Luxury’s Q1 earnings season has once again laid bare the routine complexities of the China market. On one hand, Brunello Cucinelli—a brand deeply rooted in quiet elegance and Italian craftsmanship—celebrating a buoyant 11.3 percent revenue growth in Asia, underpinned by what it describes as “a lively desire for authentic luxury” in China. On the other, Hermès, one of the most resilient names in ultra-luxury, posted only a modest one percent growth in Asia excluding Japan, with Greater China facing headwinds from persistent economic malaise, particularly in its real estate sector.

How do we reconcile this contradiction?

The divergence reveals less about the strength of the overall market and more about consumer segmentation and brand positioning. For Hermès, the softening is significant only because its previous benchmarks were stratospheric. Even amid economic turbulence, the brand retains its aura, but that doesn’t shield it entirely from macro pressures. Brunello Cucinelli, meanwhile, appears to be thriving by tapping into a specific demographic within China’s post-COVID luxury consumer: aspirational, culturally attuned, and searching for meaning through craftsmanship rather than logos.

There’s a lesson here: The “China story” in luxury is hardly homogenous. Instead of asking whether China is recovering, the more precise question might be which China is recovering—and for whom.

Brunello Cucinelli appears to be thriving by tapping into a specific demographic within China’s post-COVID luxury consumer. Photo: Brunello Cucinelli

The May Day Travel Test

If China’s Q1 luxury consumption painted a mixed picture, the outlook for travel over the May Day holiday is anything but.

According to Trip.com’s forecast report, three key trends will define this year’s five-day holiday period: growth in long-haul trips, a rebound in two-way cross-border travel, and the rising clout of lower-tier markets. The so-called “consumption downgrade” narrative continues to unravel—fourth-tier cities and below are not only catching up, but in many cases outpacing top-tier ones. Trip.com notes a 25 percent year-on-year increase in overall travel demand, with the growth rate 11 percentage points higher than that of high-tier cities. Meanwhile, high-end hotel bookings in smaller cities have overtaken those in top-tier markets, signaling a clear upgrade in consumption and a growing willingness to spend among previously overlooked segments.

On the outbound front, Qunar data shows a parallel surge. Chinese tourists have booked trips to 1,303 global cities for the holiday—290 more than last year—with overall outbound bookings rising by over 20 percent. Classic destinations like Osaka, Tokyo, and Bangkok remain favorites, while lesser-known cities such as Vladivostok in Russia and Granada in Spain are witnessing the fastest booking growth, revealing an appetite for unique and varied experiences.

Chinese tourists have booked trips to 1,303 global cities for the holiday—290 more than last year—with overall outbound bookings rising by over 20 percent. Photo: Viking

Together, these trends illustrate how travel demand is not just rebounding—it’s fragmenting.
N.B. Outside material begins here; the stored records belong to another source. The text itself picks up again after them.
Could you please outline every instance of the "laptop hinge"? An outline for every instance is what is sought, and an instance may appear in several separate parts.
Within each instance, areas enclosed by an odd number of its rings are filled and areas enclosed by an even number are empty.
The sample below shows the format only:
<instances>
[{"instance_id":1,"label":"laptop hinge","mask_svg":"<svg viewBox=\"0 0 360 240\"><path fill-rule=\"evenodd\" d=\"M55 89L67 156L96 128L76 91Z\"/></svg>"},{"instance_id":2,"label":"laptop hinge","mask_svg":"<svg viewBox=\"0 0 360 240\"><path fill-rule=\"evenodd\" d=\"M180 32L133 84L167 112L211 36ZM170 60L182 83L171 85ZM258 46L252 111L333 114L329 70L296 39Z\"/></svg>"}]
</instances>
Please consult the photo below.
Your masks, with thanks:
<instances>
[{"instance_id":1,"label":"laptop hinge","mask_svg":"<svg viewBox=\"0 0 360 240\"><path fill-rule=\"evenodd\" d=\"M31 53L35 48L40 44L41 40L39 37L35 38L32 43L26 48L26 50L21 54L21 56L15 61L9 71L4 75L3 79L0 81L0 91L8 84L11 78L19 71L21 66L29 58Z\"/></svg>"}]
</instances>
The brands that succeed in this new landscape are those agile enough to meet Chinese consumers where they are headed.

Baby Boom with a Premium Twist

Finally, the mother-and-baby sector, long seen as defensive in China’s consumer landscape, is undergoing a high-value transformation. At last week’s Tmall Golden Baby Awards, Tmall revealed that over twenty-four brands surpassed RMB 1 billion in annual sales in 2024—a 40 percent year-on-year surge—while premium gifting and function-specific products dominated spending.
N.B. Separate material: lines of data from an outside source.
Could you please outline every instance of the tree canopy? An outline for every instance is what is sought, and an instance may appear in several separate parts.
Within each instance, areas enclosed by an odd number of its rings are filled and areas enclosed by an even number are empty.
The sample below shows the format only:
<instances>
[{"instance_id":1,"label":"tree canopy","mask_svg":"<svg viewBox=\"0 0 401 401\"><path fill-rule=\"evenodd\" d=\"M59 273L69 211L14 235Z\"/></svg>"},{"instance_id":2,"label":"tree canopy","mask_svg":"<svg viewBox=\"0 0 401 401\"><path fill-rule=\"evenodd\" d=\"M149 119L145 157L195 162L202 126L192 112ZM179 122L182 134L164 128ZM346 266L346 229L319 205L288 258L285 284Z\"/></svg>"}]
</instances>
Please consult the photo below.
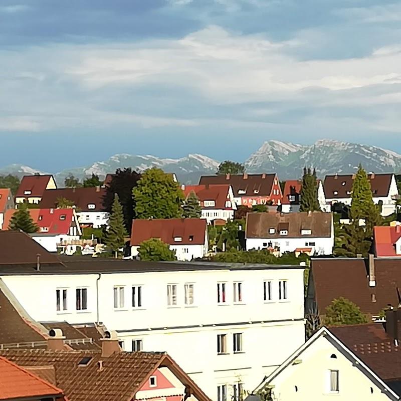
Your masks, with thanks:
<instances>
[{"instance_id":1,"label":"tree canopy","mask_svg":"<svg viewBox=\"0 0 401 401\"><path fill-rule=\"evenodd\" d=\"M243 174L245 171L245 166L241 163L231 161L229 160L222 162L219 166L216 174Z\"/></svg>"},{"instance_id":2,"label":"tree canopy","mask_svg":"<svg viewBox=\"0 0 401 401\"><path fill-rule=\"evenodd\" d=\"M172 219L182 216L183 193L172 177L160 168L145 170L132 193L136 219Z\"/></svg>"},{"instance_id":3,"label":"tree canopy","mask_svg":"<svg viewBox=\"0 0 401 401\"><path fill-rule=\"evenodd\" d=\"M151 262L176 260L175 251L170 249L168 245L156 238L150 238L139 244L138 250L139 259Z\"/></svg>"}]
</instances>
Strikingly, gift-related baby spending saw breathtaking growth of over 500 percent, while niche segments like kids’ cosmetics saw nearly 80 percent growth. For luxury and lifestyle brands, this presents a fascinating opportunity: the convergence of wellness, parenting, and premium lifestyle. Younger Chinese parents are not only spending more, but also spending better—seeking value, personalization, and product storytelling across all touchpoints.

Bottom Line

From Italian tailoring to baby gift boxes, and from Osaka to Granada, China’s consumers are evolving, not retreating. To succeed, brands must adapt to the multi-speed, multi-demographic, and multi-scenario reality of post-pandemic China. In 2025, nuance isn’t a luxury. It’s a necessity.